Главные герои всех трех пьес Пиранделло, вошедших в мировой репертуар («Шесть персонажей», «Генрих IV» и «Это так»), испытывают глубочайшее душевное смятение. И если мы не замечаем этого с первого же взгляда, то происходит это потому, что в сегодняшних пьесах авторы спешат отнести такое душевное расстройство к определенной категории, чтобы мы с вами не пребывали в неведении, тогда как в пьесах Пиранделло мы можем так и не выяснить до конца, в чем же состоит болезнь, независимо от того, названа она или нет. В пьесе «Это так» Пиранделло ставит во главу угла мысль о том, что проблемы психики неразрешимы, если иметь в виду именно проблемы психики, а не юридическое установление личности. Природу человека следует рассматривать, говорит он нам, не как проблему, подлежащую изучению, а как загадку, как тайну. Он хочет, чтобы мы взглянули на душевные недуги синьора Понцы, синьоры Фролы и им подобных через призму благоговейного милосердия религии, а не через инквизиторски пытливый микроскоп медицинской науки. Но и при всем том в обоих основных описаниях происшедшего — одно дается синьорой Фролой, а другое синьором Понцой — содержится анамнез душевной болезни, граничащей с психозом. В одном случае это история мужчины, которому до такой степени непереносима разлука с женой, что ему пришлось вообразить, будто она умерла. В другом случае это история женщины, которой так непереносимо сознавать, что ее дочь умерла, что ей приходится вообразить, будто ее дочь — другая женщина, живая и здоровая. И в том и в другом случае мы имеем дело с манией, вызванной травмой разлуки. Для Пиранделло травмы подобного рода лежат в основе бытия — вот почему его произведения полны драматизма. Театр потрясает потому, что потрясает сама жизнь.

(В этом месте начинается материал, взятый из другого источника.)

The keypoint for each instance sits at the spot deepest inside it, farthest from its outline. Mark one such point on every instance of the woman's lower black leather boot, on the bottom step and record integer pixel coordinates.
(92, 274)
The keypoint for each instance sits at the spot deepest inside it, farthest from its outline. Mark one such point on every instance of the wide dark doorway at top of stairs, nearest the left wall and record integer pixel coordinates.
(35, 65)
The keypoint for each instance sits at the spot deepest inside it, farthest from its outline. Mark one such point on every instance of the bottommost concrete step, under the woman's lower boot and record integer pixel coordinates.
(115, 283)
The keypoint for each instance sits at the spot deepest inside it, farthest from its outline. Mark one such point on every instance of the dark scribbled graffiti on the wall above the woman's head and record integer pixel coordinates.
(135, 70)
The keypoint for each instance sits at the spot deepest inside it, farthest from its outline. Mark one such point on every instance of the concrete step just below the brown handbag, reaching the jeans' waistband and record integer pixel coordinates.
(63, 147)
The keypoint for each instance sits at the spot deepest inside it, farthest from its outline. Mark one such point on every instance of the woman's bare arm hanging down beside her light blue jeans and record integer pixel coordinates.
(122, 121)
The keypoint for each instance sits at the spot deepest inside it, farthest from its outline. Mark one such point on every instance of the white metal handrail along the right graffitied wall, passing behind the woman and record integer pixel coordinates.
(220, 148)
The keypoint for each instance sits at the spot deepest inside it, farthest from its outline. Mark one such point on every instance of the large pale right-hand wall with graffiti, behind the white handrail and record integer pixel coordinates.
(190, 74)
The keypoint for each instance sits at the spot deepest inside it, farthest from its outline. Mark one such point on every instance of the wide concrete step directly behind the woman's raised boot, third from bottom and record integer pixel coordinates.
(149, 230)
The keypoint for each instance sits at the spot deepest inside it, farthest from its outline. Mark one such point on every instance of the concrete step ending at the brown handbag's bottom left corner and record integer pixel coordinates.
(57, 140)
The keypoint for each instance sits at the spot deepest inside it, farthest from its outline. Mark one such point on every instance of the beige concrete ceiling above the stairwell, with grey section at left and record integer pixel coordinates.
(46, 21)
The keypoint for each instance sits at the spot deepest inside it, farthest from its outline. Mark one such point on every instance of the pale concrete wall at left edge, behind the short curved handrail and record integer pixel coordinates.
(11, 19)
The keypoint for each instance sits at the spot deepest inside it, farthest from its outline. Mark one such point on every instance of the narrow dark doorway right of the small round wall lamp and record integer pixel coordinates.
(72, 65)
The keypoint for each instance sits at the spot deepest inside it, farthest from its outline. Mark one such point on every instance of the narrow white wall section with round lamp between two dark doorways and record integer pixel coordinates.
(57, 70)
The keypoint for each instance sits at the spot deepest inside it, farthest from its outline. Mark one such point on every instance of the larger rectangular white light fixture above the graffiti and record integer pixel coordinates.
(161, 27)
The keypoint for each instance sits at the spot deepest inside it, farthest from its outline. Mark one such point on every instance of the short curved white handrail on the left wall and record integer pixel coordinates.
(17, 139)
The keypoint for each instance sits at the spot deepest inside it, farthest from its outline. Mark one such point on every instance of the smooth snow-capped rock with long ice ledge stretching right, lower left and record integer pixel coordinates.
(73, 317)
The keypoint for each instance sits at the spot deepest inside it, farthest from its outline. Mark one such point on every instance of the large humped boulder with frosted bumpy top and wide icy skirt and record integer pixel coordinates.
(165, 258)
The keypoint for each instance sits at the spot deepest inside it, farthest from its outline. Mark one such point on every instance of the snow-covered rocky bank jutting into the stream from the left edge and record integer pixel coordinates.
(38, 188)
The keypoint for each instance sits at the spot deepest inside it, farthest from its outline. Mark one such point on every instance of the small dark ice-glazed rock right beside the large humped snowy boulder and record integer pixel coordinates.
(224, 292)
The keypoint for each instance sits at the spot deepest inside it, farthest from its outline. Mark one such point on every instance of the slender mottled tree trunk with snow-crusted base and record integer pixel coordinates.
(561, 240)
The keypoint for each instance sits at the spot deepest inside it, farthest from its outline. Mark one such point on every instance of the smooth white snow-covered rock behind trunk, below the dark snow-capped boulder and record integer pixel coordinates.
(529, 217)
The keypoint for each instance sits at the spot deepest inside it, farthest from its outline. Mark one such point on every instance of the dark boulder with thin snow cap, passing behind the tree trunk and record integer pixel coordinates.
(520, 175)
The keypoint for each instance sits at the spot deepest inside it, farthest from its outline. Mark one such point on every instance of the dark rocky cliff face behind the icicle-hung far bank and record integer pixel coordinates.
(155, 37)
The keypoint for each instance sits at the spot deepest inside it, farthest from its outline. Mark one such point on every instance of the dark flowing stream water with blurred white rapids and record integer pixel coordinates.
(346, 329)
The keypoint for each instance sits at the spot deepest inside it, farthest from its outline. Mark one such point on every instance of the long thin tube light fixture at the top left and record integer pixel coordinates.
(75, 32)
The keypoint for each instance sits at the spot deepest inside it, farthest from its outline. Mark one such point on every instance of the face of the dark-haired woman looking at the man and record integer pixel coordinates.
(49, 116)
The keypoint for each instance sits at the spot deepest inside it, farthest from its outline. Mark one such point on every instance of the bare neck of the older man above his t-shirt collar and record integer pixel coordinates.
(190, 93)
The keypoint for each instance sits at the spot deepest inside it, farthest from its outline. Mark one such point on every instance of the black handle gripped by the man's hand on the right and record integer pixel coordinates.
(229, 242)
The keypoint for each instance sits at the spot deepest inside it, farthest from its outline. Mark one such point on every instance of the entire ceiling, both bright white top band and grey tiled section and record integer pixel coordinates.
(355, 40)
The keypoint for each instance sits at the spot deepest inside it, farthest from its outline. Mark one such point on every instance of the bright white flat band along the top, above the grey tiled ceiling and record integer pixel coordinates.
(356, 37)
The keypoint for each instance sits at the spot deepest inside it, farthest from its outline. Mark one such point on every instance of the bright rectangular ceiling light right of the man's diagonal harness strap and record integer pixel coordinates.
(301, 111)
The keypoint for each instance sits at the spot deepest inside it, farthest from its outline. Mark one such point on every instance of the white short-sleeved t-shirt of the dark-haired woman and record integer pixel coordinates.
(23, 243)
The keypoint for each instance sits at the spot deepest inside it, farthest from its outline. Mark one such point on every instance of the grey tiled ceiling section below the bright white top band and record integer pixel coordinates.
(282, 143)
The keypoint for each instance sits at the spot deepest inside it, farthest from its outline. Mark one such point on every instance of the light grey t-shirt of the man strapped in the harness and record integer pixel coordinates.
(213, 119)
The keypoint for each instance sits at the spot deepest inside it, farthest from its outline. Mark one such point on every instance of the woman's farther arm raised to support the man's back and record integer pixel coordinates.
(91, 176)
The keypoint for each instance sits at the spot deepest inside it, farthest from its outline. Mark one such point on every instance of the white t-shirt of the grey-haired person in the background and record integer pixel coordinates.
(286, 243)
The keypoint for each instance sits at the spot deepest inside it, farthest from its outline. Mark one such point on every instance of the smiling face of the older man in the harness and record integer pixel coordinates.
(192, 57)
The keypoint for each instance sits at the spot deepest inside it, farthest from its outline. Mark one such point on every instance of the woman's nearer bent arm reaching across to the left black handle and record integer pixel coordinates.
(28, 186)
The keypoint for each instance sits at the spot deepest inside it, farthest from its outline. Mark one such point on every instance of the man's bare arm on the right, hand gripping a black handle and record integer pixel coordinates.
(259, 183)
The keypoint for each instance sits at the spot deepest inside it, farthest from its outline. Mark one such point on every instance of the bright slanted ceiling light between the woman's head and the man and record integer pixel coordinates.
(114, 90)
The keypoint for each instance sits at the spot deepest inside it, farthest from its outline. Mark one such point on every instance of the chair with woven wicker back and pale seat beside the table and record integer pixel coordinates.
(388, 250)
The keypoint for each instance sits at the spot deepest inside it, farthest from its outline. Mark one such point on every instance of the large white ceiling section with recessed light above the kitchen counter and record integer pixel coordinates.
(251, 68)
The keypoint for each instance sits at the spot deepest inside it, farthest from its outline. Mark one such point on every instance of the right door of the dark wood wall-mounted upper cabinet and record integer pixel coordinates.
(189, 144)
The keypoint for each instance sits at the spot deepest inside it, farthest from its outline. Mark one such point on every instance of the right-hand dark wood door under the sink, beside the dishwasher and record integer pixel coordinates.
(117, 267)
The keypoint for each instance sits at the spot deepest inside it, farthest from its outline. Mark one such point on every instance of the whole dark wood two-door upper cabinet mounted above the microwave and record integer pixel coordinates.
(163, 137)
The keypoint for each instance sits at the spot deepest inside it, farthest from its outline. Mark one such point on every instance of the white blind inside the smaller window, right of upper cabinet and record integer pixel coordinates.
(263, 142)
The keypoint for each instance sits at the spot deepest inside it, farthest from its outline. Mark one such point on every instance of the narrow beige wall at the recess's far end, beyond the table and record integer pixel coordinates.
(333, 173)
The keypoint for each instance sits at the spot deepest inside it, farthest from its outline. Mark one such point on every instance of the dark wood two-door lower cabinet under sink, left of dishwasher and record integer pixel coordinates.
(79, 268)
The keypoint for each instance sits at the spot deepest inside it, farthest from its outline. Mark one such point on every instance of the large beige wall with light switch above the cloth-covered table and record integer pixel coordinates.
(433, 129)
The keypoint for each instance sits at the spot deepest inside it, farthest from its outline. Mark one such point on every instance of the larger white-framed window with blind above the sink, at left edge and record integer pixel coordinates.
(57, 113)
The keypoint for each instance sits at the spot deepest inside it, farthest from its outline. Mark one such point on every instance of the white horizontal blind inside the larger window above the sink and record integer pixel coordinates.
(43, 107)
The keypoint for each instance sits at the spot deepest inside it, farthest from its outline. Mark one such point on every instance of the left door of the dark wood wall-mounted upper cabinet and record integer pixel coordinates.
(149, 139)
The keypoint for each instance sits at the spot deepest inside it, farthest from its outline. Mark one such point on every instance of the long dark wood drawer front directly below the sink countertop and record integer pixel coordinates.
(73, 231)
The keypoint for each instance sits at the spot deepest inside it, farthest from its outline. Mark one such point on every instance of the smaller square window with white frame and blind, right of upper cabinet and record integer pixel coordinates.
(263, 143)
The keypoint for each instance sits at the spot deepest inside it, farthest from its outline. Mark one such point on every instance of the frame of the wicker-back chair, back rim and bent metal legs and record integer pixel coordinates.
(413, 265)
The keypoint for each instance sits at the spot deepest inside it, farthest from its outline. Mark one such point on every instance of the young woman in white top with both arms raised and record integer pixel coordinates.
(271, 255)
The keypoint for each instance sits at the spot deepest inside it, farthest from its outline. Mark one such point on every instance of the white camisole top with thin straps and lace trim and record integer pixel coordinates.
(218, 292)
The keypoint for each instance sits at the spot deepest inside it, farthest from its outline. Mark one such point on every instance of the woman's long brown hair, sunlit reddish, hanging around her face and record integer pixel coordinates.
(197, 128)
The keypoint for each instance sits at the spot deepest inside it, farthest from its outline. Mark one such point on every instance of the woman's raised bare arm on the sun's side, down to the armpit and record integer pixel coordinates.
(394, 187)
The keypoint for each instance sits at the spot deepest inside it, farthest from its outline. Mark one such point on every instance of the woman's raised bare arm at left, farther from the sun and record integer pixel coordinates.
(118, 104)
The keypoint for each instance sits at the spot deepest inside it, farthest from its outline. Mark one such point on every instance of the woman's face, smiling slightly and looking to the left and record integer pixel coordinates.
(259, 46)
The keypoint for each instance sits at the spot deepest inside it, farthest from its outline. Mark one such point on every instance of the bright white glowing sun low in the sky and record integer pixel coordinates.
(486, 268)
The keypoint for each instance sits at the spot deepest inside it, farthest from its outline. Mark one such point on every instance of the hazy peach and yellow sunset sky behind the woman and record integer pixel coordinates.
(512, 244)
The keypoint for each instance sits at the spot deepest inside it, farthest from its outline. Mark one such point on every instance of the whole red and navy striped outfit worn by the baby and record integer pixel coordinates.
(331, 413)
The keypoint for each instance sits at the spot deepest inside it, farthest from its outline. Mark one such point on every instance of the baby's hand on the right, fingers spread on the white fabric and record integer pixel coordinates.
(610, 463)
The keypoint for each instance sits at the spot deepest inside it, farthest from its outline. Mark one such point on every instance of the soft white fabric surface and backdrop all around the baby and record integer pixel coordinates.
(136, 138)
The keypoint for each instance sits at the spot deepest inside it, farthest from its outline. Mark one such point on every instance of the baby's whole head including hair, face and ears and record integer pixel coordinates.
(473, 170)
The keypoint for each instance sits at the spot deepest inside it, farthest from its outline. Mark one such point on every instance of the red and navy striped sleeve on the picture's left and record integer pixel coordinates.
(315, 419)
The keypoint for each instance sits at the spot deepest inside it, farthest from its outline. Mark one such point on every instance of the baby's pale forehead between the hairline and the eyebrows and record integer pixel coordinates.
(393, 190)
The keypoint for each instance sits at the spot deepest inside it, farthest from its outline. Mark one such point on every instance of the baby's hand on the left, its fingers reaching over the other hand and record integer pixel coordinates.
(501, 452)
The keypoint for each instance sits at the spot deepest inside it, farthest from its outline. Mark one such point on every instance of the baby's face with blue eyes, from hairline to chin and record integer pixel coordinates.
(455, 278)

Каким путем шел Пиранделло от подобных травм к драматургии, которую потом во всем мире стали называть «головной»? Весь вопрос сводится здесь к характеру истолкования им этого жизненного материала. В данном случае Ибсен не мог подсказать ему ответ. Ибсен представлял человека невротиком. Это поражало и пугало его современников, особенно поначалу, но ничуть не мешало ему создавать драмы моральные в традиционном смысле. Пиранделло же имеет дело только с очень специфичной этикой — этикой сострадания перед лицом невозможного. Невроз, жертвой которого является человек, рассматривается им как состояние, близкое к психозу и временами переходящее в него. Хотя человек способен к состраданию, характеризует его прежде всего патология, а не нравственное начало. Притом патология не представляет для Пиранделло клинического интереса. Но она ввергает его в глубокое отчаяние, питает его пессимистическое мировосприятие и философскую тоску.
Шизофреник словно отгорожен глухой стеной от нас. а мы — от него. Его реальность не только сложна, но и как бы вообще не существует, «исчезла», утрачена. Подобная неспособность понять своих ближних и донести до них свой собственный внутренний мир свойственна, по мнению Пиранделло, человеческому бытию вообще. Это уже представляет собой законченную философскую идею, но, прежде чем стать таковой, она была «впечатлением», которое произвела на Пиранделло жизнь, — потрясающим, мучительным впечатлением. Критики, выводящие особенности творчества из фактов биографии, придают большое значение сумасшествию жены Пиранделло, но ведь никакие сведения о болезни синьоры не объясняют вам того, как сам маэстро пришел к мысли, что ее душевное состояние — в глубоком, философском смысле — является состоянием всего рода человеческого, ни тем более того, каким образом ему удалось придать столь «нелепой идее» трепетную жизненность, рождающую отклик в сердцах читателей и театральных зрителей всего мира.